Despite their powerful positions, the advisors read as far less mature than Milo, an actual child. It’s possible to see this as yet another symptom of the princesses’ absence, as people are operating without “rhyme or reason.” The advisors are using wordplay with the breadbasket: “ragamuffin” sounds like an edible “muffin” but actually means someone wearing ragged clothes. “Synonym bun” is a play on “cinnamon bun,” with “synonym” humorously meaning a word with a similar definition to another word. These expressions also go right over Milo’s head, because he seems not to know what these words actually mean, just as he struggles to understand what a half-baked idea is. In this case, he discovers that they’re actual cakes that are half-baked, rather than incomplete ideas. When Azaz is so annoyed that Milo doesn’t know any of these things, it shows that Azaz isn’t adept at helping people with a more limited grasp of something figure things out.
The Humbug says the half-baked ideas are tasty, but not always agreeable. He hands a cake to Milo that’s been iced with the words “THE EARTH IS FLAT.” The Spelling Bee muses that people used to swallow that one, but it’s not popular anymore. He nibbles one that reads, “THE MOON IS MADE OF GREEN CHEESE.” Tock advises Milo not to eat too many so he won’t get sick. Milo decides to wrap one up for later. He selects, “EVERYTHING HAPPENS FOR THE BEST.”

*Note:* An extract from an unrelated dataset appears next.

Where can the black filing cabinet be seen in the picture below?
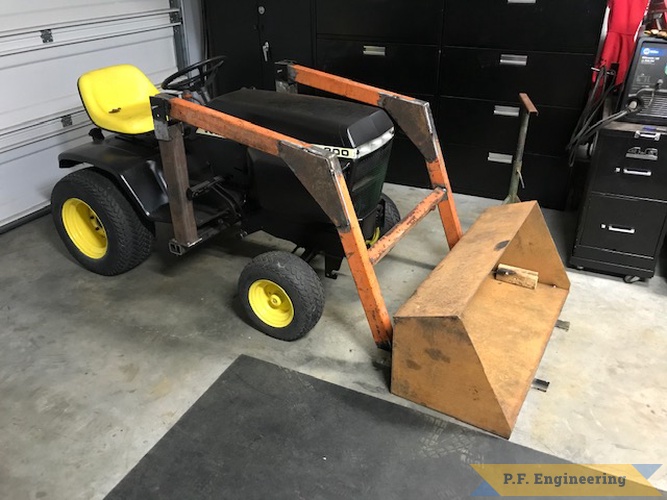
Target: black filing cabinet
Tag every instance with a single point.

What the Humbug and Tock say about half-baked ideas gets at an important point: half-baked ideas (meaning incomplete ideas) are often nice, but that doesn’t make them true. And eating too many, or taking them too seriously, can lead to serious consequences. Fortunately for Milo, he’s operating with more sense than his fellows, so he knows to treat these ideas with caution and take Tock’s advice.